Last week, the Department of Justice filed its response to Apple’s appeal in the ongoing San Bernardino case. The government is attempting to force Apple to create a method of bypassing the security that would unlock an iPhone 5C that belonged to the shooter, Apple is fighting this demand by arguing against the 1789 All Writs Act that the DOJ has used against it. The Department of Justice’s latest filing ups the ante on this topic by claiming it could compel Apple to give up the source code for iOS itself, so the government could make the appropriate modifications.
The Department of Justice’s latest filing is best classified as vitriolic. It does not hint that Apple has commercial motivations, it accuses the company of manufacturing the entire controversy — and a great deal more besides. The second sentence of the filing reads: “This burden, which is not unreasonable, is the direct result of Apple’s deliberate marketing decision to engineer its products so that the government cannot search them, even with a warrant.”
Apple has taken a strong, pro-user stance on this issue and numerous security experts (and even John Oliver) have weighed in to explain why creating this kind of backdoor for the FBI is dangerous.

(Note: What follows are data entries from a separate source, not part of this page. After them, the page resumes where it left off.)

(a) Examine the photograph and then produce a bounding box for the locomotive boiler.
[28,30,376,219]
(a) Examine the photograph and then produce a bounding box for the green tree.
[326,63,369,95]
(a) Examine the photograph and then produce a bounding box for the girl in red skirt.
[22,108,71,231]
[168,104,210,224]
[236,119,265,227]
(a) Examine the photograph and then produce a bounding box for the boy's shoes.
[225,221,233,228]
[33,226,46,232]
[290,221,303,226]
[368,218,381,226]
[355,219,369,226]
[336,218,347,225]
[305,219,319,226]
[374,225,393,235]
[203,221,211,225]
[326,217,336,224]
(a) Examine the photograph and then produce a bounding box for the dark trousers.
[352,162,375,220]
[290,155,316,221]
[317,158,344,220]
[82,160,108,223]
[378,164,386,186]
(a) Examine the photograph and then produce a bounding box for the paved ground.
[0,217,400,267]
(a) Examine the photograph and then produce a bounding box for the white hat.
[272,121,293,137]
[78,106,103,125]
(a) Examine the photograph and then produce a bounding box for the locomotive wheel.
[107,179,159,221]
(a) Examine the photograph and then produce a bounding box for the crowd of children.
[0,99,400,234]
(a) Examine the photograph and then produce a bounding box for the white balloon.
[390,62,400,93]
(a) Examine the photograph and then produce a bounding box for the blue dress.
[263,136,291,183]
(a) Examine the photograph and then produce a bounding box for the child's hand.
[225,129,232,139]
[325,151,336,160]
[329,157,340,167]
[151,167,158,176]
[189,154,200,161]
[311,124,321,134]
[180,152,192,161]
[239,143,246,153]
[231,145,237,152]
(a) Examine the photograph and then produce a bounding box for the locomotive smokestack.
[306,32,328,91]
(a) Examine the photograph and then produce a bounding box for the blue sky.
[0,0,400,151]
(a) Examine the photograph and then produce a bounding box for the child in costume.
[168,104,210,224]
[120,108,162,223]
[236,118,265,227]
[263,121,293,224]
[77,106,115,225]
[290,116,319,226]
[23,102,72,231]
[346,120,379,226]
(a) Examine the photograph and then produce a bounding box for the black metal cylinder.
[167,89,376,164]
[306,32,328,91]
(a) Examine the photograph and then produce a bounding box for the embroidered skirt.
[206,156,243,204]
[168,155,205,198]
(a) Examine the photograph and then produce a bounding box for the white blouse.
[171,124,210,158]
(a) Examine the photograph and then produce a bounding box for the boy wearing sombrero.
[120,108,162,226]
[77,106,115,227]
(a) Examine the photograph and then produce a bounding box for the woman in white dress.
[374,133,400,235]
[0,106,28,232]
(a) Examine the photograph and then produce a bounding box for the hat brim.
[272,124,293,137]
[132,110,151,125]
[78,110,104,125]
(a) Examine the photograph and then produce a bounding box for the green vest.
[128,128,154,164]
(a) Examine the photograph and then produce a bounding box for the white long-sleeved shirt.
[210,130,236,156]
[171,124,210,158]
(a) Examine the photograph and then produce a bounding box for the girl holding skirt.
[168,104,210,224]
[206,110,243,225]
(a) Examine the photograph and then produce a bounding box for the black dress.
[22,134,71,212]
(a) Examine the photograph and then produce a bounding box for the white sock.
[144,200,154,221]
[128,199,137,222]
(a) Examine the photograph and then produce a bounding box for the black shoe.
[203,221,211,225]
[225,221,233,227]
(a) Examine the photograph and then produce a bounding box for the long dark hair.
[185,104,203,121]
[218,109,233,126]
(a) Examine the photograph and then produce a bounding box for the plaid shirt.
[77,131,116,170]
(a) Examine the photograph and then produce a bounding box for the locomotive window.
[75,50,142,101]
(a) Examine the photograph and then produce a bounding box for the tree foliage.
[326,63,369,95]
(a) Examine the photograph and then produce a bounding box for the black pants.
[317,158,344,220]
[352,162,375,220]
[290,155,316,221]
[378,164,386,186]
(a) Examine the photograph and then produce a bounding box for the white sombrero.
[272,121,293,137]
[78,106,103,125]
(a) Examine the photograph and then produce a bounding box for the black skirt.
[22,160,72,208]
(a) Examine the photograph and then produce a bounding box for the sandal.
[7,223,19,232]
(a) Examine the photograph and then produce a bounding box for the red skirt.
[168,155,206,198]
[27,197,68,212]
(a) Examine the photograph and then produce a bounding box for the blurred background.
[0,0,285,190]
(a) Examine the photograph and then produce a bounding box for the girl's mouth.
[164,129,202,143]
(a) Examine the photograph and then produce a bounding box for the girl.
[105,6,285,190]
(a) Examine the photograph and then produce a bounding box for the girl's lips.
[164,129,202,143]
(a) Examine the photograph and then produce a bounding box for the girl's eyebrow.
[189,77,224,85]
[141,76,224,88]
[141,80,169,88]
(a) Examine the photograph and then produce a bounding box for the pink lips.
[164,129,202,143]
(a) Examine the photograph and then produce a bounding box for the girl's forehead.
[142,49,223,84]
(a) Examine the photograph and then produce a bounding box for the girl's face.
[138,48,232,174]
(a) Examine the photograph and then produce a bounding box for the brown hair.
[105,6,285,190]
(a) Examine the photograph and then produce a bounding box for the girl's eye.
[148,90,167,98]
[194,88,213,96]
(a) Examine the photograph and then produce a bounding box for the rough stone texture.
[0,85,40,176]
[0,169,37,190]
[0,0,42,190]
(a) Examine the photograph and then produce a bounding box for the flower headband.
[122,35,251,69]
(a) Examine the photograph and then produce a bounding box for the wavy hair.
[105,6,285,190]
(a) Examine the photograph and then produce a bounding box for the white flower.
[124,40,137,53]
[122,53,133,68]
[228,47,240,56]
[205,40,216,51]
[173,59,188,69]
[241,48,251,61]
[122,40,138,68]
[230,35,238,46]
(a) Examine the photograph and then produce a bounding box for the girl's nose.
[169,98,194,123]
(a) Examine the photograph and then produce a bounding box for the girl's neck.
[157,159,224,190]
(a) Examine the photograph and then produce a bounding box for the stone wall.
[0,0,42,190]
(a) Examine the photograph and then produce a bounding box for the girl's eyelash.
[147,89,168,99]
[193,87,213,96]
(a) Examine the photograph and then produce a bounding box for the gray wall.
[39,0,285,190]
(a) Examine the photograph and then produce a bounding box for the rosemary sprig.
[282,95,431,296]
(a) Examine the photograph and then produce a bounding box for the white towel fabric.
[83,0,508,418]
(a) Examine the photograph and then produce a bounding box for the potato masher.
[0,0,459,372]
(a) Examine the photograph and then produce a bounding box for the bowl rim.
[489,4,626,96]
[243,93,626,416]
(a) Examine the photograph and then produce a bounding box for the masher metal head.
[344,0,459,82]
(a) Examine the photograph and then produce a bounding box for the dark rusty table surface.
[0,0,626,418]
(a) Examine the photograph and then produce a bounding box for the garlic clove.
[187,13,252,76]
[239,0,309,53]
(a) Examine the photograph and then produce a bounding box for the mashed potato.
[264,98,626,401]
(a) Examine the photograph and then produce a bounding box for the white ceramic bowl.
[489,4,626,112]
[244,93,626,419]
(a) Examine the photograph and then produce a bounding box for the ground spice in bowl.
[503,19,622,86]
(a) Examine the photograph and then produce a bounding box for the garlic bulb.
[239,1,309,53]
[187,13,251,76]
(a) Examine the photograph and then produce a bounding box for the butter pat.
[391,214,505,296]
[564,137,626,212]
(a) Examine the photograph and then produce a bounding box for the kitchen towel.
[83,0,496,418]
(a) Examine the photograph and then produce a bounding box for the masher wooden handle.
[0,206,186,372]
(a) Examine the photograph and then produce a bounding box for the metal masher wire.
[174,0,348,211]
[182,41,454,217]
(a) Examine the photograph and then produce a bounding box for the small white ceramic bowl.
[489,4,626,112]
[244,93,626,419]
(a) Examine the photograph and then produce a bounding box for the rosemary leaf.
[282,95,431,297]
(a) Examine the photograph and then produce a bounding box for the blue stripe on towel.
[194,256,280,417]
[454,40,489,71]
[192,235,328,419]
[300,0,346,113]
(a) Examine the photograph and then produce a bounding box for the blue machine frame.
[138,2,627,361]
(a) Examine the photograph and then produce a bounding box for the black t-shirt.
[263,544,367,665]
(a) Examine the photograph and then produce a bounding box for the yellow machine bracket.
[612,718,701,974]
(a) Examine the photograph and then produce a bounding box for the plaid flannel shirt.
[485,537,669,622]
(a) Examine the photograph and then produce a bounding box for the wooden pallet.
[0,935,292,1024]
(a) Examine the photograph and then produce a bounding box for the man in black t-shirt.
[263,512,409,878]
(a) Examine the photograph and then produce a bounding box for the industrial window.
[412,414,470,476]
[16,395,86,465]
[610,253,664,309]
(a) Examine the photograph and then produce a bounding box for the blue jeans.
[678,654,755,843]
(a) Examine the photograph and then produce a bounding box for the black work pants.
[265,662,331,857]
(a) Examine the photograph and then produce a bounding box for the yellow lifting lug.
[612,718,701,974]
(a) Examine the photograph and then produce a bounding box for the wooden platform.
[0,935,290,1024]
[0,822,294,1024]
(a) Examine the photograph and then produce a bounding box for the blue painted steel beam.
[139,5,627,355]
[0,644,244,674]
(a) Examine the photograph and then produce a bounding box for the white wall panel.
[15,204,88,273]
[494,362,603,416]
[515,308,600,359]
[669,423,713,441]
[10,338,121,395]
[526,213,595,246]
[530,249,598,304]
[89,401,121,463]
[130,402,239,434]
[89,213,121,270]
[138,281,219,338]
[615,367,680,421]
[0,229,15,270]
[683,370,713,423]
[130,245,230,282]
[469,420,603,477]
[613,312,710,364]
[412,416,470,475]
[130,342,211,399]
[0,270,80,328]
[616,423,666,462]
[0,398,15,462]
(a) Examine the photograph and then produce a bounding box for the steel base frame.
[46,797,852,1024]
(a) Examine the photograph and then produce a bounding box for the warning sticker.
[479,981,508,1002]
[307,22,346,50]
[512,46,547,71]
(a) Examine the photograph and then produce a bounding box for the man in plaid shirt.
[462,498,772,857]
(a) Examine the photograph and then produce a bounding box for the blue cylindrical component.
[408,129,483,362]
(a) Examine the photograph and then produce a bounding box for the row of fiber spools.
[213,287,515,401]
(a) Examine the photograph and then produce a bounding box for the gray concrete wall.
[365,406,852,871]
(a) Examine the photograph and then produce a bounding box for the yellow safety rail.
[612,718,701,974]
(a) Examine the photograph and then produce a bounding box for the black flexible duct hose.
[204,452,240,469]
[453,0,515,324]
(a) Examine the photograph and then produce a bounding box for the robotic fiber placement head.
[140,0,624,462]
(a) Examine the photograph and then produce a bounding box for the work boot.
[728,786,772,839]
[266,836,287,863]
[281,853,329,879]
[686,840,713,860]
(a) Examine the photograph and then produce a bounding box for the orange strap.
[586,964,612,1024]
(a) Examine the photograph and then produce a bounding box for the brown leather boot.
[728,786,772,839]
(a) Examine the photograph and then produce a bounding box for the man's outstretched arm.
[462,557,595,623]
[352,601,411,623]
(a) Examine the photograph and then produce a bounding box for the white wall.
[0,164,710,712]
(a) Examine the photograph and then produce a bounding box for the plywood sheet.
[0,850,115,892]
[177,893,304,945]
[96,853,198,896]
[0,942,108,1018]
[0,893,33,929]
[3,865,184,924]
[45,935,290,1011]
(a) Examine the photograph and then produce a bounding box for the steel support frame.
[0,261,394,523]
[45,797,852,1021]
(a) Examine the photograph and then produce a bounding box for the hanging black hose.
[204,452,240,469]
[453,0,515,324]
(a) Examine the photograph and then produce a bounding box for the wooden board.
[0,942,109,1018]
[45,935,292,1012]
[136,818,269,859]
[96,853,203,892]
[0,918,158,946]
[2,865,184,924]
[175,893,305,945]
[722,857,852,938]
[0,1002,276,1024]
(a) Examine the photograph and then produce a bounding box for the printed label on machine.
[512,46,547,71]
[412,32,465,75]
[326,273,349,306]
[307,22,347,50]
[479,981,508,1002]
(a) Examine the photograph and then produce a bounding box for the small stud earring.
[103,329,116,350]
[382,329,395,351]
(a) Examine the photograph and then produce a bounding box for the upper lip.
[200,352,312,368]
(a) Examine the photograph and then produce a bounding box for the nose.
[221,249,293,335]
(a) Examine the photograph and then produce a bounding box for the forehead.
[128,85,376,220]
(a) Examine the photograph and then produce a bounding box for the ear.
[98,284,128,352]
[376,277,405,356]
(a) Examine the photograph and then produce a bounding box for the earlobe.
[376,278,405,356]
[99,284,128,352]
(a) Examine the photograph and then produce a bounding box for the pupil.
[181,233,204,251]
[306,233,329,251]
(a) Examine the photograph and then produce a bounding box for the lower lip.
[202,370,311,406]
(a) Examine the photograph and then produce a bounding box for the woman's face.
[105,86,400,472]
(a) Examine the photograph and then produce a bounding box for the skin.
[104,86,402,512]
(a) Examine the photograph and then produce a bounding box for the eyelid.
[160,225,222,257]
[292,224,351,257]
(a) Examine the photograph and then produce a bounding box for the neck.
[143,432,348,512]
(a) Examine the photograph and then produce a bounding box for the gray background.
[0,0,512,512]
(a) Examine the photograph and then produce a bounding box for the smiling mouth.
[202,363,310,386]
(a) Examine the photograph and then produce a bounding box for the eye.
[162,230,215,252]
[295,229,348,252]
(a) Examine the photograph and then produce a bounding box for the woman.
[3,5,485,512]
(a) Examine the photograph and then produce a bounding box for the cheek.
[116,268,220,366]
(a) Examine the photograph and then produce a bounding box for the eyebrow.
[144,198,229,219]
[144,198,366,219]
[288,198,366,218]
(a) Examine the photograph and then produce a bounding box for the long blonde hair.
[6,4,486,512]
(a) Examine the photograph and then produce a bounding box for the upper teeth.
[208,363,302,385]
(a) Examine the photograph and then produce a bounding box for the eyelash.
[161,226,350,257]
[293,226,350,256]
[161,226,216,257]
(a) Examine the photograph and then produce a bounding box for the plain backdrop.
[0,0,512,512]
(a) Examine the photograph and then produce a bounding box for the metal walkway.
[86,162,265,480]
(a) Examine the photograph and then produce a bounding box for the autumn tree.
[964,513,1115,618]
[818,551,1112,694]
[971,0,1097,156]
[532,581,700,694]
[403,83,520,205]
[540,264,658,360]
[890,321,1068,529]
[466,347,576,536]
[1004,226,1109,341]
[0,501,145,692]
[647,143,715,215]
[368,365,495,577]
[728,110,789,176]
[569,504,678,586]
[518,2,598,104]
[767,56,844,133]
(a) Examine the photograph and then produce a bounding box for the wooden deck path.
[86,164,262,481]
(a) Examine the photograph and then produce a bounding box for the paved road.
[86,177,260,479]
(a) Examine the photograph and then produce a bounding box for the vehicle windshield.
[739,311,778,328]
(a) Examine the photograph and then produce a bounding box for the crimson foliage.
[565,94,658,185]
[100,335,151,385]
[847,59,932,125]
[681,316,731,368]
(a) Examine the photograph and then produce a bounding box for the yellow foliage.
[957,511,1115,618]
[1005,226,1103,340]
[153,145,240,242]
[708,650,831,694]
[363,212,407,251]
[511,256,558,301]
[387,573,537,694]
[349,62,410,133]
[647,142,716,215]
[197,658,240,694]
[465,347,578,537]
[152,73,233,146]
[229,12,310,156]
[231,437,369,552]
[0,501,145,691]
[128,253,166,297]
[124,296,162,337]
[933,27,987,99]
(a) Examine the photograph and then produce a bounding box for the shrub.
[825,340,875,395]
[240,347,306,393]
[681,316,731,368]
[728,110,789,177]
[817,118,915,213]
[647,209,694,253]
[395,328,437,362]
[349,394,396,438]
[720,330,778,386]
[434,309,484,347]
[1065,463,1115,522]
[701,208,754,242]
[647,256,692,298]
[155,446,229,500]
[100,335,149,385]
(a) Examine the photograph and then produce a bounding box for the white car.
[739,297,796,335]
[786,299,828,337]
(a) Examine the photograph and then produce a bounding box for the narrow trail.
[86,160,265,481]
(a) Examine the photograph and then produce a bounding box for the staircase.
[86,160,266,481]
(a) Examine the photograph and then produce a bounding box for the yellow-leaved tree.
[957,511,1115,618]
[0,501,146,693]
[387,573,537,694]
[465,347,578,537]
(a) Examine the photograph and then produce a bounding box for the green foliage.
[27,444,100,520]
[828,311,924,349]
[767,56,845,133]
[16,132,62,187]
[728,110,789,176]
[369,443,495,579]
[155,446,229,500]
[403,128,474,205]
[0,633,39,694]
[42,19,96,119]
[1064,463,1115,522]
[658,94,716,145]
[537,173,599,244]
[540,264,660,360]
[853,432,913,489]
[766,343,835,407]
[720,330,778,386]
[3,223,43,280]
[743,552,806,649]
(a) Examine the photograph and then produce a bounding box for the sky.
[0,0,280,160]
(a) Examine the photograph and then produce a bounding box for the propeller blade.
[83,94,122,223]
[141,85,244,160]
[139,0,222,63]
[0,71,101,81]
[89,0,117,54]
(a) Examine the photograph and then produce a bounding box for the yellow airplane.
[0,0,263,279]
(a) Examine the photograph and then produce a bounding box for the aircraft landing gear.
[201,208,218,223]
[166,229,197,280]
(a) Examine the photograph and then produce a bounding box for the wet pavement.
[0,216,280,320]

The FBI’s brief dismisses all of this as a marketing ploy, and then blasts Apple as a literal threat to American democracy, writing: “Apple’s rhetoric is not only false, but also corrosive of the very institutions that are best able to safeguard our liberty and our rights: the courts, the Fourth Amendment, longstanding precedent and venerable laws, and the democratically elected branches of government.”
The source code threat
One of the central arguments around this issue is whether or not providing software to unlock the iPhone 5C in question is overly burdensome. Apple maintains that requiring it to break the security protections it builds into its own devices is a substantial burden, while the FBI maintains that it is not. The government notes that it remains willing to work with Apple to find a way to reduce the burden of breaking into the device, then writes:
“For the reasons discussed above, the FBI cannot itself modify the software on Farook’s iPhone without access to the source code and Apple’s private electronic signature. The government did not seek to compel Apple to turn those over because it believed such a request would be less palatable to Apple. If Apple would prefer that course, however, that may provide an alternative that requires less labor by Apple programmers.”
That’s a threat, not a friendly offer, and it underscores an important point in this debate. When Edward Snowden’s leaks revealed the existence of Prism and the cooperation that many US companies had been forced to offer, users were justifiably angry at the idea that companies they trusted with their personal data were providing information in investigations where no warrants had been filed and little oversight existed.
As more information came to light, we learned that several firms, including Yahoo had fought these orders at multiple levels and been defeated. Some of you may also recall what happened to the secure email provider Lavabit, and how the company was forced to shut down. The government paints a picture of corporate cooperation, but what actually happens behind closed doors is anything but friendly. The reason we’re hearing about this case at all is that the FBI chose to make it public, betting that the circumstances of the case and the horrific San Bernardino shooting would help it win the court of public opinion and establish a precedent for forcing companies to break their own encryption. Given the imminent expansion of FBI access to the NSA’s own databases, there’s no sign the government is backing down on its efforts to pull in ever more data.
Is security a selling point?
The DOJ’s brief argues repeatedly that this is nothing but a marketing ploy by Apple, but real life tends to suggest otherwise. Customer surveys show that many people claim to care about security, but repeated security investigations show very few people actually understand it.
Target sales are still brisk. Lenovo’s still shipping millions of laptops. Samsung sales escaped unscathed. Vizio TVs are still selling well, too. People still buy Android phones by the hundreds of millions across the world, despite multiple potentially devastating bugs and very little in the way of coherent solutions. When consumers say they value security, what they actually mean is “I want the word ‘secure’ printed somewhere on the box.”
The DOJ is arguing that all of this is a ploy to attract customers, but there’s little evidence it is. Apple’s current iPhone 6S marketing page mentions (in order): 3D Touch / Multi-Touch (two sections), the iPhone’s front and back cameras, the A9 SoC, the phone’s physical design, Touch ID security, faster WiFi, and various accessories. There’s nothing related to full device encryption and no sign Apple is seeking to use this as a prominent sales feature.
All of this may be moot in the future; Apple is reportedly working on a device that would be impossible for even it to hack. It’s not at all clear how this would work without compromising other aspects of the device, like the ability to update firmware or repair a malfunctioning device via forced software update.